One of the most important aspects of food self-sufficiency is perennial foods, and fruits and nuts offer some of the most delicious and pollinator-friendly perennials available. You don't need an entire orchard to reap the benefits of growing your own trees and shrubs of abundance. There are varieties for everyone to enjoy, from common ones such as apples and blueberries to the more unique elderberries and currants. Get started with the most essential information you need to start growing your own fruits and nuts!
First, consider whether you have the time and desire to prune and harvest your fruit trees and shrubs. It can be a larger investment in time and money than many people expect. Before planting anything, it's essential to determine which fruits or nuts grow well in your region. There are many cold-hardy varieties that are bred to withstand colder temperatures. If you are interested in fruits that require a warmer region, you may be able to grow them indoors year-round. Lemons, for example, rarely do well outdoors in growing zones lower than 8, but dwarf varieties are often grown indoors in pots.
You will also need to consider how much space you have. Smaller spaces may require shrub plants instead of trees. Dwarf trees may be a good option for home gardeners with enough skills and time to keep them pruned. Many of these delicious plants also require at least 6 hours of sunlight per day, so ensure you have the required area in your home landscape. Plums are one example of a fruit that produces a bounty, even on dwarf trees. A stone fruit, plums, should be planted in a cluster for optimal pollination.

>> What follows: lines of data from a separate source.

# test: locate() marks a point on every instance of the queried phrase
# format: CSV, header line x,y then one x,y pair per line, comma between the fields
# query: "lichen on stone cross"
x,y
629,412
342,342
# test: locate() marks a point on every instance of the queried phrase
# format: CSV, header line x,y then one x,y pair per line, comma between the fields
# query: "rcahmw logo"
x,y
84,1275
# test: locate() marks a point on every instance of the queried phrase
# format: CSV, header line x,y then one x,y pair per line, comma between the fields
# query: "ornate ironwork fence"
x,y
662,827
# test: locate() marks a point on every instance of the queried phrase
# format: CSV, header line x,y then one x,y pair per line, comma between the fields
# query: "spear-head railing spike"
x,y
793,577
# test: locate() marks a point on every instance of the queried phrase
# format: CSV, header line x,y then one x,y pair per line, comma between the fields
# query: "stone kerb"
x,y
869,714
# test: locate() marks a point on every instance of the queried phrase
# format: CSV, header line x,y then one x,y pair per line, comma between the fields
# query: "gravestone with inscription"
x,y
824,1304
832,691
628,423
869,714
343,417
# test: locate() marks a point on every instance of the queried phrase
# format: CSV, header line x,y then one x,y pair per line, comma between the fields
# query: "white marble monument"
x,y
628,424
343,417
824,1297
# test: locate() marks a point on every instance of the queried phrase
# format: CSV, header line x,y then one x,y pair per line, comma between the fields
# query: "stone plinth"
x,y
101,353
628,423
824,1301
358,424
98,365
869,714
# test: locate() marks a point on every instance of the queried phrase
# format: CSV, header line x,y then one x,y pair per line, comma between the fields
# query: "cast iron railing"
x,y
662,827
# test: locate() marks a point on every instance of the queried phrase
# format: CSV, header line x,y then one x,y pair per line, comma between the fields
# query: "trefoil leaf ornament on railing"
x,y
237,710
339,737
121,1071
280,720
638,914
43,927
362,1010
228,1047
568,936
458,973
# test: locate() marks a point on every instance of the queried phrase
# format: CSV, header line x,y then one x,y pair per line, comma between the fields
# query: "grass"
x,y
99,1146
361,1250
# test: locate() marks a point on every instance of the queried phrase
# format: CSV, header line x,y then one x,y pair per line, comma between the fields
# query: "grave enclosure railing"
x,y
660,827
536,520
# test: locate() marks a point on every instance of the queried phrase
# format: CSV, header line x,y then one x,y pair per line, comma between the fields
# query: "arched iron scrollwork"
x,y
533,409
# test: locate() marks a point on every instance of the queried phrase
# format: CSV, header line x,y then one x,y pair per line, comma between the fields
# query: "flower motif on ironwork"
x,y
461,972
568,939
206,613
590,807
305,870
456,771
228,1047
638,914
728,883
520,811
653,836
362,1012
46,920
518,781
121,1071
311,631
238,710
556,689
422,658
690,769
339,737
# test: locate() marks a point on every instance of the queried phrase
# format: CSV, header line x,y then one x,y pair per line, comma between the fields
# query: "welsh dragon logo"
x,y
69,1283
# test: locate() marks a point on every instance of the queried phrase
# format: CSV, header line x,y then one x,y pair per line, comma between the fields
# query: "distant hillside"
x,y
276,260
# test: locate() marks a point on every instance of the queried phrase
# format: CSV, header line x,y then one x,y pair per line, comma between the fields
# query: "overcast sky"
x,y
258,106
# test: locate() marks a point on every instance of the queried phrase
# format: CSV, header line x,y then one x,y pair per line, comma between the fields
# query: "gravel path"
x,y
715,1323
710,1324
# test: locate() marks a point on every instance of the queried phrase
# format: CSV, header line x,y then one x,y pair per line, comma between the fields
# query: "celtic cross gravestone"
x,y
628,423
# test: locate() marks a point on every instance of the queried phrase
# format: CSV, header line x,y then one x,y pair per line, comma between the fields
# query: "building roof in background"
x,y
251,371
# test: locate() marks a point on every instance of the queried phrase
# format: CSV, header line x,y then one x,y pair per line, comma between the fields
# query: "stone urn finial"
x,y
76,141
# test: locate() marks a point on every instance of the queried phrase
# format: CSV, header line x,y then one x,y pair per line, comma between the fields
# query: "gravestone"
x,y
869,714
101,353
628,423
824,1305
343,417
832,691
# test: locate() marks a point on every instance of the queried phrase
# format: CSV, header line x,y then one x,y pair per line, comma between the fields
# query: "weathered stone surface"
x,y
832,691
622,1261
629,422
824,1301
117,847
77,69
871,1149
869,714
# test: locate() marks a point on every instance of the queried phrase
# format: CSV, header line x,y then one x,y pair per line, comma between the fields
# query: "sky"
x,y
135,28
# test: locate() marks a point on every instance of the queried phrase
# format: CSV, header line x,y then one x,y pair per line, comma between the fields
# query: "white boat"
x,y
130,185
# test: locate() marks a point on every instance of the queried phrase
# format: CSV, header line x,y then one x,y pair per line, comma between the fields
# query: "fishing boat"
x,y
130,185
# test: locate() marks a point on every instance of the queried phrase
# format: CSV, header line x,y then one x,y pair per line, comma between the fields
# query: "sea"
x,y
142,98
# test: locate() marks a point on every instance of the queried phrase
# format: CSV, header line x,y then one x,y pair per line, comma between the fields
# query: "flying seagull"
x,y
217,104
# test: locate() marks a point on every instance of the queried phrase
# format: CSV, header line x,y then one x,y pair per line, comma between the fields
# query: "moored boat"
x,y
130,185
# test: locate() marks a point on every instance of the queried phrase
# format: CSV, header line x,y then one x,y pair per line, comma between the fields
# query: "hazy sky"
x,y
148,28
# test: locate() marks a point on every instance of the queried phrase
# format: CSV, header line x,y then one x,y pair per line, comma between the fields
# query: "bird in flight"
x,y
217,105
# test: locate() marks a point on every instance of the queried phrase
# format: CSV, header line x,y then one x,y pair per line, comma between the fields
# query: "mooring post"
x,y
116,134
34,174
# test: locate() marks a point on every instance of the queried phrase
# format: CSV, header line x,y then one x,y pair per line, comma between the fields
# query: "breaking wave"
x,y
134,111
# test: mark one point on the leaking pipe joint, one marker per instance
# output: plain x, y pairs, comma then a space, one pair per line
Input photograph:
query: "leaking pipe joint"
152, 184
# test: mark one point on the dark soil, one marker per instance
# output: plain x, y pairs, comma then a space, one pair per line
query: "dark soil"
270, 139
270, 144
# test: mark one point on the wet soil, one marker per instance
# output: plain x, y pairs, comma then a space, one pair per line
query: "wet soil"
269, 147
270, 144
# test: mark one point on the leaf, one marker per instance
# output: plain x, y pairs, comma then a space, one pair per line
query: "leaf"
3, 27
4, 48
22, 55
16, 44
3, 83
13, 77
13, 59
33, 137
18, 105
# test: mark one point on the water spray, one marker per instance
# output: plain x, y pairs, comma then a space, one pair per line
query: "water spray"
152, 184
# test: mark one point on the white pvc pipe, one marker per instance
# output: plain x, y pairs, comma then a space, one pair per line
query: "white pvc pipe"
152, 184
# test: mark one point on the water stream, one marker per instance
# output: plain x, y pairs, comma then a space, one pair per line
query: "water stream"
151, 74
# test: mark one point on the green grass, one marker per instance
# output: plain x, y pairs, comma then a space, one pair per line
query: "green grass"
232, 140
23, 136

Once you have your varieties planned, do some research into their preferred spacing. With a 10-to-20-foot area, you could grow a self-pollinating dwarf tree, like figs or persimmons. Pecan trees, on the other hand, require 70 square feet of space in order to grow optimally. Dwarf apple trees need to be 8-10 feet apart while standard varieties need 20-30 feet of space between them. Blueberry bushes should be less than 10 feet apart to encourage pollinators to stop at multiple in a single foraging trip. Sweet cherry trees should be 35-30 feet apart, but the good news is that you can get up to 30-50 quarts of fruit every year after the trees mature. Walnuts are a long-lived tree that can provide many benefits, though they aren't for the faint of heart. These trees can reach up to 80 feet high in a home garden, but harvesting simply requires taking the ripe fruit from the ground when it falls.
Irrigation is an important aspect of any fruit and nut tree, especially if you live in an area without much rainfall. Drip irrigation is often the preferred method to minimize water waste and get water directly to the roots of the plant where they need it most. There are a couple of different options, including ¼" soaker dripline and ½" emitter tubing. Soaker hoses can be wrapped around the base of the tree, at least 1-2 feet away from the truck to ensure the roots get the water they need. Emitter lines can be set up the same way or can be erected parallel on either side of the tree. Supernet sprinklers offer a third alternative, watering without clogging in a set radius. Almond trees are part of the rose family, and they need plenty of water in the five years it takes to fully mature. With almonds, you should aim for 3-4 inches per week. Hazelnuts, on the other hand, can handle dry conditions and prefer at least 1 inch of water every 10 days. Take these watering schedules into consideration before choosing your trees.